Shared space: the importance of altruism and diversity

By Will Boyd Wallis |

Fundamentally, it is HOW we share the spaces around us that matters most.  My background is in ecology, conservation, communities and land management.  How we "share the land" is very important to me personally.  My daily working life revolves around finding complementary objectives for land use and trying to resolve conflicts where competing interests collide.  The pressure on the land from all directions - for recreation, food, housing, timber, fuel, minerals, energy and biodiversity - can only increase as populations rise and the need to find sustainable local solutions to climate change remains high on the agenda. 

I have witnessed land managers balancing these diverse pressures very successfully within relatively small areas.  In these places, Diversity in land use seems to be the key to diverse habitats and multiple benefits.  In essence this means being in it for the long term and 'not putting all your eggs in one basket'.  If diverse land use in an individual land holding makes economic, social and environmental sense, then... does it also make sense for the country as a whole?

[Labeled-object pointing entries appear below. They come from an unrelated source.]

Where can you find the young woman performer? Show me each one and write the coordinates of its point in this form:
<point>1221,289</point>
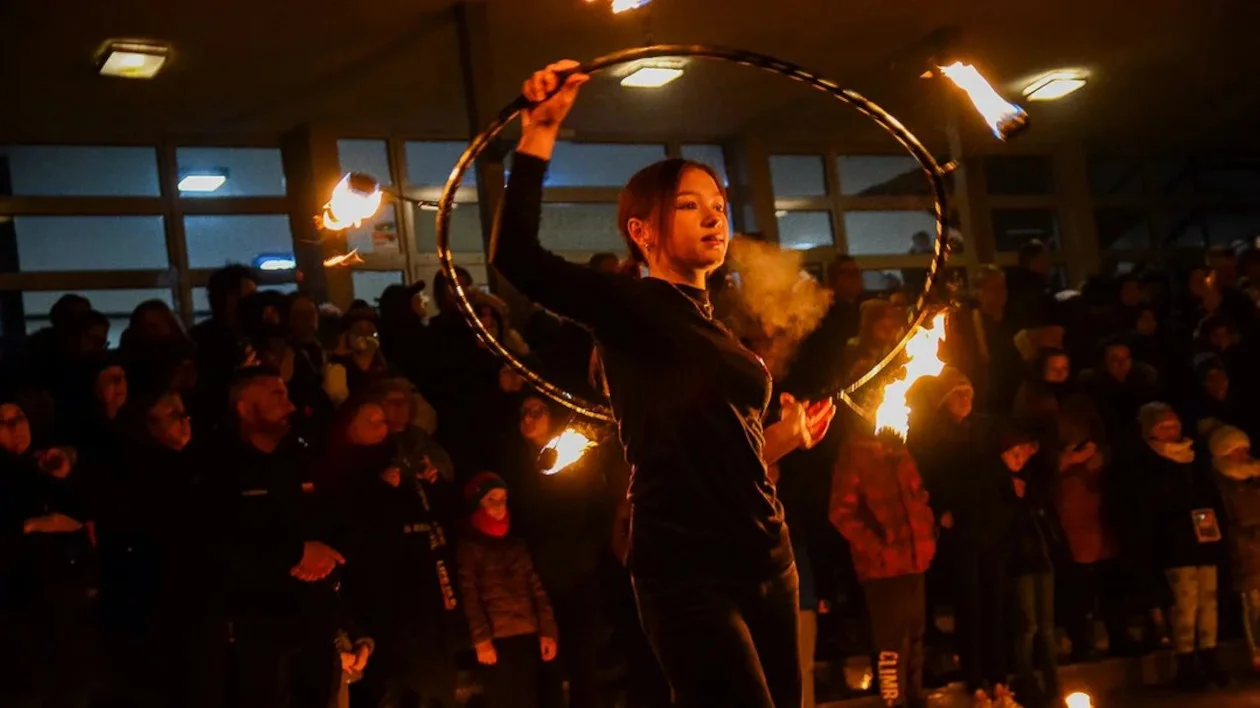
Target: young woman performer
<point>712,567</point>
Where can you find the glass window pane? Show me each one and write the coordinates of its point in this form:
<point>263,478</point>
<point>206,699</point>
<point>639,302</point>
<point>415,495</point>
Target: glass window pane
<point>91,243</point>
<point>465,229</point>
<point>597,164</point>
<point>871,175</point>
<point>1012,228</point>
<point>202,301</point>
<point>114,304</point>
<point>798,175</point>
<point>708,155</point>
<point>368,285</point>
<point>880,233</point>
<point>430,164</point>
<point>250,171</point>
<point>378,234</point>
<point>1123,229</point>
<point>581,227</point>
<point>1019,174</point>
<point>1115,175</point>
<point>217,241</point>
<point>805,229</point>
<point>371,156</point>
<point>68,170</point>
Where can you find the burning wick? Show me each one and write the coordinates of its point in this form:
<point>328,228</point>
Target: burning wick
<point>343,260</point>
<point>563,450</point>
<point>922,359</point>
<point>1004,119</point>
<point>354,199</point>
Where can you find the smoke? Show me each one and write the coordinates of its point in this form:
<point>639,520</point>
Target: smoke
<point>776,304</point>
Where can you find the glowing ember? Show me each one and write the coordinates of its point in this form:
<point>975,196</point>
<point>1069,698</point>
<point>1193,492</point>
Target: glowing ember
<point>354,199</point>
<point>922,359</point>
<point>1004,119</point>
<point>343,260</point>
<point>1079,699</point>
<point>568,446</point>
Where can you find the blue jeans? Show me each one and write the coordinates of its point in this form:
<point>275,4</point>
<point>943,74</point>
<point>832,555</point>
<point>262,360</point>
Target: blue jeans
<point>725,643</point>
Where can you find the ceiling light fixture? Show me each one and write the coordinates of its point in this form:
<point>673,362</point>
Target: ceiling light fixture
<point>132,59</point>
<point>1055,85</point>
<point>652,77</point>
<point>203,180</point>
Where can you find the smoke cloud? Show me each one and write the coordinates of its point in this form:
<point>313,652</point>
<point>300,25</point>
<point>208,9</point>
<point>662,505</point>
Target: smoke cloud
<point>776,304</point>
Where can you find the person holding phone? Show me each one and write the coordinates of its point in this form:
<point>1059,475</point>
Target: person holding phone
<point>710,556</point>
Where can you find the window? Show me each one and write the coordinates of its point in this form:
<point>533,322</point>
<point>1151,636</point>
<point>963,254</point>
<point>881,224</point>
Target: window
<point>1019,175</point>
<point>216,241</point>
<point>870,175</point>
<point>368,285</point>
<point>1012,228</point>
<point>798,175</point>
<point>430,164</point>
<point>114,304</point>
<point>371,156</point>
<point>880,233</point>
<point>378,234</point>
<point>68,170</point>
<point>91,243</point>
<point>805,229</point>
<point>581,227</point>
<point>599,164</point>
<point>250,171</point>
<point>708,155</point>
<point>465,229</point>
<point>1123,229</point>
<point>1110,177</point>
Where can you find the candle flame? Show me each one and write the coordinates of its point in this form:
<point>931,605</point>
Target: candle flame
<point>343,260</point>
<point>570,447</point>
<point>1004,117</point>
<point>922,359</point>
<point>350,203</point>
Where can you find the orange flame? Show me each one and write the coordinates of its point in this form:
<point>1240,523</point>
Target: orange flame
<point>922,359</point>
<point>570,447</point>
<point>1002,115</point>
<point>348,207</point>
<point>343,260</point>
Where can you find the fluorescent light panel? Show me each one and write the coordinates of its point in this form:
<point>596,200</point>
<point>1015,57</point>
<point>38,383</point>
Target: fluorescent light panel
<point>652,77</point>
<point>1053,86</point>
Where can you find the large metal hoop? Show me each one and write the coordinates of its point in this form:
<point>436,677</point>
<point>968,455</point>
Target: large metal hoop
<point>933,170</point>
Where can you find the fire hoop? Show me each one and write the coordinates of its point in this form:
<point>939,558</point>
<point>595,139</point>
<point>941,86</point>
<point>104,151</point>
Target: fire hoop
<point>934,171</point>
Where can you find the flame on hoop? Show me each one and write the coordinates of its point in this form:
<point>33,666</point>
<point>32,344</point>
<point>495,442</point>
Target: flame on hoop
<point>922,359</point>
<point>1004,117</point>
<point>570,447</point>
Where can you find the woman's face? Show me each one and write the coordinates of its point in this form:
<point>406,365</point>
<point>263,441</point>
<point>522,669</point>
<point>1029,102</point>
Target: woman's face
<point>14,428</point>
<point>699,233</point>
<point>368,426</point>
<point>111,389</point>
<point>534,421</point>
<point>1057,369</point>
<point>1167,430</point>
<point>169,423</point>
<point>1216,383</point>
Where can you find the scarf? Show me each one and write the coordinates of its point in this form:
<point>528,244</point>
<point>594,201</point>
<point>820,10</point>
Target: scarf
<point>488,525</point>
<point>1237,471</point>
<point>1181,451</point>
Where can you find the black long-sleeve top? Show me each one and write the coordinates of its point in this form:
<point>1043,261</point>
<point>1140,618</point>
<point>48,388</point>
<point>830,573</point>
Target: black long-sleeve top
<point>688,398</point>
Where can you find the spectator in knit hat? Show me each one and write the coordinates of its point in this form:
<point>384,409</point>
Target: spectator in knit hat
<point>1237,475</point>
<point>509,615</point>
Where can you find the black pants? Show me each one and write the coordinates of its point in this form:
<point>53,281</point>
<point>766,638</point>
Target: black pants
<point>280,667</point>
<point>899,616</point>
<point>982,606</point>
<point>725,643</point>
<point>513,680</point>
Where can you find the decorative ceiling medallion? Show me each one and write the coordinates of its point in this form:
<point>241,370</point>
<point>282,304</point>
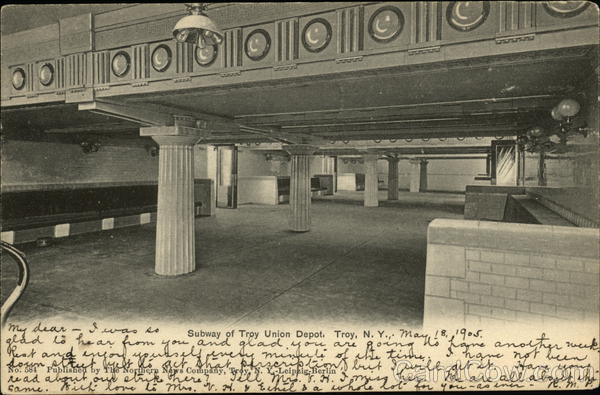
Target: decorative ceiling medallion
<point>120,64</point>
<point>465,16</point>
<point>386,24</point>
<point>316,35</point>
<point>565,9</point>
<point>257,44</point>
<point>46,74</point>
<point>161,58</point>
<point>18,79</point>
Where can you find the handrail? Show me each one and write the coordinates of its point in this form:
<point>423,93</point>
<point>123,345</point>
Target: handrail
<point>14,296</point>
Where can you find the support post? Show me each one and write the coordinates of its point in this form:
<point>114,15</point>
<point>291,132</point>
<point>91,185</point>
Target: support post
<point>393,178</point>
<point>418,175</point>
<point>300,194</point>
<point>542,169</point>
<point>175,233</point>
<point>371,198</point>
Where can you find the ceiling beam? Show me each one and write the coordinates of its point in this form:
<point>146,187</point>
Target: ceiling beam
<point>136,114</point>
<point>438,109</point>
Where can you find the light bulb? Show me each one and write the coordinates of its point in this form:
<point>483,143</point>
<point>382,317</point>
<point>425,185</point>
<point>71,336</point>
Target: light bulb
<point>568,108</point>
<point>182,35</point>
<point>555,114</point>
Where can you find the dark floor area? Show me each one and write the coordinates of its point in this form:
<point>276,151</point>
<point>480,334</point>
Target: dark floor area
<point>356,265</point>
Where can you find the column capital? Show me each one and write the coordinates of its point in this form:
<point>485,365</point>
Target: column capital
<point>370,154</point>
<point>175,135</point>
<point>300,149</point>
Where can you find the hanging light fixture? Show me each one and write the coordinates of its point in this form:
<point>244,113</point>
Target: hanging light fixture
<point>197,28</point>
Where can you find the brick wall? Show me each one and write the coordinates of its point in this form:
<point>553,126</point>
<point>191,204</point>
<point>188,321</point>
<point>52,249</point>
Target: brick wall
<point>481,272</point>
<point>31,163</point>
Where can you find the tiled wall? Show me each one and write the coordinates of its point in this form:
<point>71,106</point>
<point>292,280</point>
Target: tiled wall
<point>481,272</point>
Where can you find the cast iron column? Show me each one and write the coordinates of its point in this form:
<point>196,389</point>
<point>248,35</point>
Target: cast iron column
<point>175,239</point>
<point>300,194</point>
<point>371,198</point>
<point>393,178</point>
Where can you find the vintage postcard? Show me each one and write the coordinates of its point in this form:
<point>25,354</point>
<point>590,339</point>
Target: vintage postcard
<point>299,197</point>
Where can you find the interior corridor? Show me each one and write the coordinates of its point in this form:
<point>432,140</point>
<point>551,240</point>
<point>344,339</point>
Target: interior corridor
<point>356,265</point>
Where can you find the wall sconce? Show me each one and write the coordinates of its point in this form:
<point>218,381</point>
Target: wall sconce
<point>197,28</point>
<point>538,139</point>
<point>564,113</point>
<point>88,147</point>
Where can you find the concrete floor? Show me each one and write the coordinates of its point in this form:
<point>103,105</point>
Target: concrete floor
<point>356,265</point>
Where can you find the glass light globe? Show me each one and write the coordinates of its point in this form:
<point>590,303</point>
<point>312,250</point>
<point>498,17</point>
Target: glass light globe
<point>536,131</point>
<point>555,115</point>
<point>568,108</point>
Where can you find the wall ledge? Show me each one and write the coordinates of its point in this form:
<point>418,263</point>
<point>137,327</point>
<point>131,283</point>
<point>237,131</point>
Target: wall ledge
<point>545,239</point>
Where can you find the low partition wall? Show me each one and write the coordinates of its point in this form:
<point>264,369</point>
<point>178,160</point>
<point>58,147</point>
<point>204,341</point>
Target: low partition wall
<point>31,212</point>
<point>258,190</point>
<point>481,272</point>
<point>564,206</point>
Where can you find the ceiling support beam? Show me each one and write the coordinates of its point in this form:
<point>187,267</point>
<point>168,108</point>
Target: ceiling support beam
<point>129,113</point>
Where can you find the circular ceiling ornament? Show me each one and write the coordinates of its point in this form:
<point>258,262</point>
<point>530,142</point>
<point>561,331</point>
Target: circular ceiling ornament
<point>161,58</point>
<point>206,56</point>
<point>18,79</point>
<point>257,44</point>
<point>46,74</point>
<point>386,24</point>
<point>316,35</point>
<point>120,63</point>
<point>565,9</point>
<point>465,16</point>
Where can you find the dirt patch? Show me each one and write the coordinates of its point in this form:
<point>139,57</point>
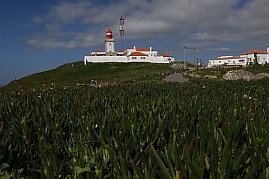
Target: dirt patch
<point>176,77</point>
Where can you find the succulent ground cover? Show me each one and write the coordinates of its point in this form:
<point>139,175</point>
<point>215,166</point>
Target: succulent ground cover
<point>201,129</point>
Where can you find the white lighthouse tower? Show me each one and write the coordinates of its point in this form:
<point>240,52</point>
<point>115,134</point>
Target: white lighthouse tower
<point>110,44</point>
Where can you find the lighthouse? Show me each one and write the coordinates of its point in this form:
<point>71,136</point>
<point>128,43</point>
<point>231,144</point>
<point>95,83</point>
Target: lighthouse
<point>110,44</point>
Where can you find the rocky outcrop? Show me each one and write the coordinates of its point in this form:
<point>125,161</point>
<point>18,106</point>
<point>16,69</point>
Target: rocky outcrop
<point>239,75</point>
<point>210,76</point>
<point>244,75</point>
<point>179,66</point>
<point>260,76</point>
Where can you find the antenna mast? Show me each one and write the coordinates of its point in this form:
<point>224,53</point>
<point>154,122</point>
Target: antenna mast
<point>121,29</point>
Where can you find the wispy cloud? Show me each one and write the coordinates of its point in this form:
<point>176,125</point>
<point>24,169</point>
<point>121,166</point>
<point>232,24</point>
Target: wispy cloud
<point>82,23</point>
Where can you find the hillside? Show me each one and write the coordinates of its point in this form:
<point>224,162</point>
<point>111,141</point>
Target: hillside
<point>77,73</point>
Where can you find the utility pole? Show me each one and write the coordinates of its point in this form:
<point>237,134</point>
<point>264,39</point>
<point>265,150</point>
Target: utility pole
<point>184,59</point>
<point>194,52</point>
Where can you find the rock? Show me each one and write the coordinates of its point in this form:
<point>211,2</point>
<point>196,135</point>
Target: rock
<point>239,74</point>
<point>260,76</point>
<point>210,76</point>
<point>195,75</point>
<point>177,66</point>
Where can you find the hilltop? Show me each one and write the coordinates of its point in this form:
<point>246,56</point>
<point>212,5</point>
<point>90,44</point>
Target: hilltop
<point>77,74</point>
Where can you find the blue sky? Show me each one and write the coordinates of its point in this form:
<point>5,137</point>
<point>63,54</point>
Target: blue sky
<point>42,35</point>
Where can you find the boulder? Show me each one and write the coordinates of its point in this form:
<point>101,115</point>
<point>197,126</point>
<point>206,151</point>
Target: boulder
<point>260,76</point>
<point>239,75</point>
<point>179,66</point>
<point>210,76</point>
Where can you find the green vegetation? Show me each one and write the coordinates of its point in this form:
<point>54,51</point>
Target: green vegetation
<point>78,74</point>
<point>50,127</point>
<point>139,130</point>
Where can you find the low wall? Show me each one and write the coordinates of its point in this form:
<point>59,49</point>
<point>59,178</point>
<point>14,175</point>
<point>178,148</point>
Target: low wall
<point>124,59</point>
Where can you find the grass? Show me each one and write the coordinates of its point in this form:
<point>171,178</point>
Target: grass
<point>77,73</point>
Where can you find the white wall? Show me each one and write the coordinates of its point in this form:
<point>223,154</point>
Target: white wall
<point>103,59</point>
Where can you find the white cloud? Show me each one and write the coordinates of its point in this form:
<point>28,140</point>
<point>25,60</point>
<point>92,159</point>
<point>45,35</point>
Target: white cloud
<point>83,24</point>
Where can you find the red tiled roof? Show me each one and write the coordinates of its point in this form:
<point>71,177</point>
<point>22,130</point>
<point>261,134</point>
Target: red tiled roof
<point>255,51</point>
<point>226,58</point>
<point>142,49</point>
<point>137,54</point>
<point>164,55</point>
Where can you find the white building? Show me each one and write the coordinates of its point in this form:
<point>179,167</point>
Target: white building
<point>246,58</point>
<point>130,55</point>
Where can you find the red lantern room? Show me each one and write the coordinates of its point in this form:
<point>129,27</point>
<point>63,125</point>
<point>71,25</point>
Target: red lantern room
<point>108,34</point>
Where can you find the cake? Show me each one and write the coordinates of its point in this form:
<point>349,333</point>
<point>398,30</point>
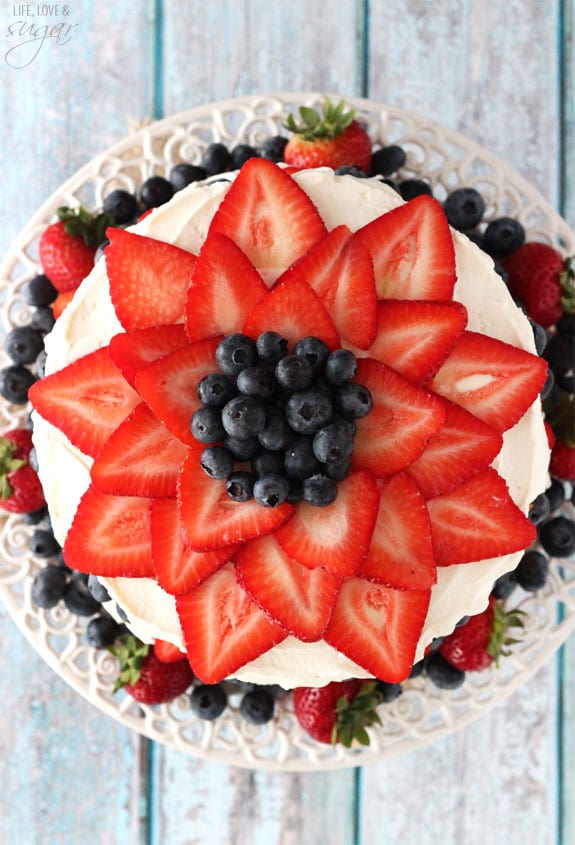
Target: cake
<point>438,338</point>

If maximizing diversity is the key to sharing space at a landscape scale, are we in danger of turning lovely open spaces into a clutter? That is, of course, a matter of perspective.  Since this is a blog, I suppose I could share my own perspective... whilst I dearly love our open hills and moors and straths and glens, in many of them I also see emptiness, a loss of diversity, including human and I feel sadness.  A single minded objective to invest everything in one form of land-use (sheep), in the early 19th Century had a serious impact on diversity and of course on communities.  It turned a colourful page into a blank sheet that, in places, still remains today.  The clearances were the product of an extreme, singularly focused, land use strategy that had nothing to do with 'sharing the land'.  We could never imagine that being repeated today, but it very easily and inadvertently could be if we do not genuinely share the space around us.

At this moment I am trying to express some of these things while my daughter sits at my elbow with a collection of shells filled with rattling stones from the beach.  She is shaking the shells and asking for my point of view on whether a mussel with sand sounds better than the empty claw of a lobster with small stones.  We are sharing a small space: a table.  It is important that I now stop writing this blog and devote some time to her.

I feel sure there are always unexpected lessons we can learn from each other, perhaps especially our children.  Learning from each other is exactly what the Andrew Raven Trust weekend in June is all about.